En la misma carrera pereció otro conductor que se había instalado la palanca de cambios del coche de Dean. Después, el automóvil del actor fue reconstruido.., y el garaje se incendió. Fue exhibido en Sacramento y cayó del pedestal, rompiendo la cadera a un adolescente. Más tarde, en Oregon, el camión que transportaba el coche patinó y se estrelló contra la fachada de una tienda. Finalmente, en 1959, se partió en 11 pedazos mientras estaba apoyado en una sólida base de acero. 






ANIMAL VIVO HALLADO DENTRO DE UNA PIEDRA






En 1851 en Blois, Francia, trabajadores hallaron un sapo vivo al partir un trozo de pedernal de aproximadamente seis kilos. Al ser liberado, saltó fuera del agujero y se alejó rápidamente, pero fue atrapado por los obreros, los cuales lo colocaron en el mismo espacio de la piedra y lo mandaron para su estudio, a la Sociedad de Ciencias. 

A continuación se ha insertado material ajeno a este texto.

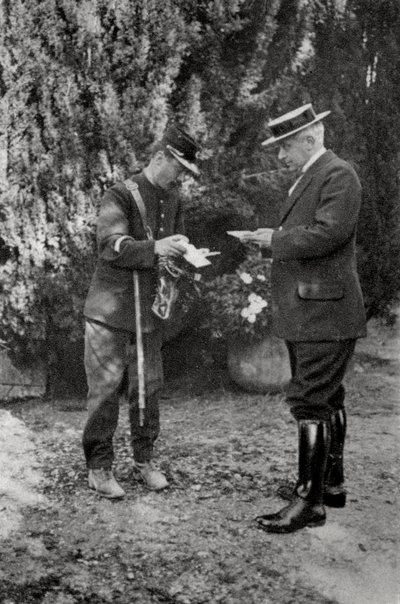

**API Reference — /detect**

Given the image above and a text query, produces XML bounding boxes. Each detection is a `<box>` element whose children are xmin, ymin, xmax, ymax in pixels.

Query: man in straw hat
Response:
<box><xmin>83</xmin><ymin>126</ymin><xmax>199</xmax><ymax>499</ymax></box>
<box><xmin>245</xmin><ymin>104</ymin><xmax>366</xmax><ymax>533</ymax></box>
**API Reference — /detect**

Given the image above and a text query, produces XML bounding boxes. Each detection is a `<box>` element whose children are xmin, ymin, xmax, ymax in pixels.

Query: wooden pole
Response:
<box><xmin>133</xmin><ymin>271</ymin><xmax>146</xmax><ymax>426</ymax></box>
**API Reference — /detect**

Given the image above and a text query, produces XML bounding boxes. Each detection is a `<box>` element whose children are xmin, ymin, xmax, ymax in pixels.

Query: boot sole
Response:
<box><xmin>88</xmin><ymin>483</ymin><xmax>126</xmax><ymax>499</ymax></box>
<box><xmin>276</xmin><ymin>487</ymin><xmax>346</xmax><ymax>508</ymax></box>
<box><xmin>258</xmin><ymin>518</ymin><xmax>326</xmax><ymax>534</ymax></box>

El sapo fue llevado al sótano de la sede de la Sociedad, donde permaneció en la piedra, cuando se le quitaba la parte superior, en la oscuridad, permanecía quieto pero al estar iluminada la habitación el sapo trataba de escapar. 



COINCIDENCIAS ASOMBROSAS


Franz Richter de 19 años nacido en Suecia, fue un joven voluntario enrolado en el Cuerpo de Transporte austríaco durante la Primera Guerra Mundial. Un día fue internado en el hospital aquejado de neumonía. En ese mismo hospital se hallaba internado otro paciente del Cuerpo de Transporte llamado también Franz Richter, de 19 años y también aquejado de neumonía. 

.En 1975, en Bermudas, un hombre fue atropellado y muerto por un taxi al ir en una bicimoto. El hecho ocurrió exactamente un año después que su hermano fue muerto al ir conduciendo la misma bicimoto, por la misma calle y por el mismo taxista, que llevaba el mismo pasajero del accidente anterior. 

Cuando el actor Anthony Hopkins firmó el contrato para interpretar un papel en la película La chica de Petrovka, basada en la novela homónima de George Feifer, trató en vano de hallar un ejemplar de la novela. Luego de recorrer las tiendas de Charing Cross Road, cansado y desilusionado, ingresó al metro de Leicester Square para regresar a su casa. En un banco de la estación encontró un ejemplar del libro, olvidado por un pasajero. 






EXRAÑOS ESQUELETOS






En el condado de Bradford, Pennsylvania, en 1880 fueron encontrados, en un túmulo sepulcral, esqueletos humanos cuyos cráneos mostraban unos cuernos de cinco centímetros, encima de los arcos ciliares. La altura promedio de los esqueletos era de aproximadamente 2,13 metros. Su antigüedad se calculó en 800 años. Algunos de estos huesos fueron enviados al American Investigating Museum de Filadelfia, de donde parece que desaparecieron. 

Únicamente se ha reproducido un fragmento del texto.